The protest had an SIU presence with Saluki Rainbow Network, students, professors and other registered student organizations participating.
Tomas Cortez, a Latino student studying cinematography, was at the protest holding a Mexican flag.
“A lot of students have been affected by the White House administration and should be able to voice our concerns on his policies and rhetoric that he spreads,” Cortez said.
Emily Haymans, a woman wearing a handmaid costume at the demonstration, said she wore the costume to stand in solidarity with other feminists and women’s rights activists.
“Right now, more than any other time I have been alive, I feel women’s rights are being threatened,” Haymans said.
Haymans said she attended the demonstration to show Trump that many Americans do not approve of his character or what he is doing as president of the country.

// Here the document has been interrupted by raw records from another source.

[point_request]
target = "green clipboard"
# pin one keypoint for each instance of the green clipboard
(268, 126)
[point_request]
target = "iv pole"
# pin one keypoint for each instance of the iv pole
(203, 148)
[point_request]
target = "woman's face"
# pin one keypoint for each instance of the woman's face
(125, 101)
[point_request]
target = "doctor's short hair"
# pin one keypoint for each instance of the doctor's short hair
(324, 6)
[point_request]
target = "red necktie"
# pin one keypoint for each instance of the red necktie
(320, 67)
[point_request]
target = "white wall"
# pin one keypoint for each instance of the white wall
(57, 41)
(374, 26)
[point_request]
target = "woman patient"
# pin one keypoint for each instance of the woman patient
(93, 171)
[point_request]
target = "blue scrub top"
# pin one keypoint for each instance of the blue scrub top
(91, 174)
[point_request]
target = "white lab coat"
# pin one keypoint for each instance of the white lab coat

After they had assembled, Nick Smaligo from the Flyover Social Center spoke.
Smaligo said voting cannot solve all of the problems in the country, and they need to be preparing themselves as a community.
To help the community, there were volunteers at the event that were there to teach individuals how to administer a life-saving drug after opioid overdose, Smaligo said.
Smaligo said anyone interested in these trainings should gather and they would walk down the line of Trump supporters and conduct trainings with them as well.
The protestors dispersed after Air Force One touched down in Southern Illinois Airport.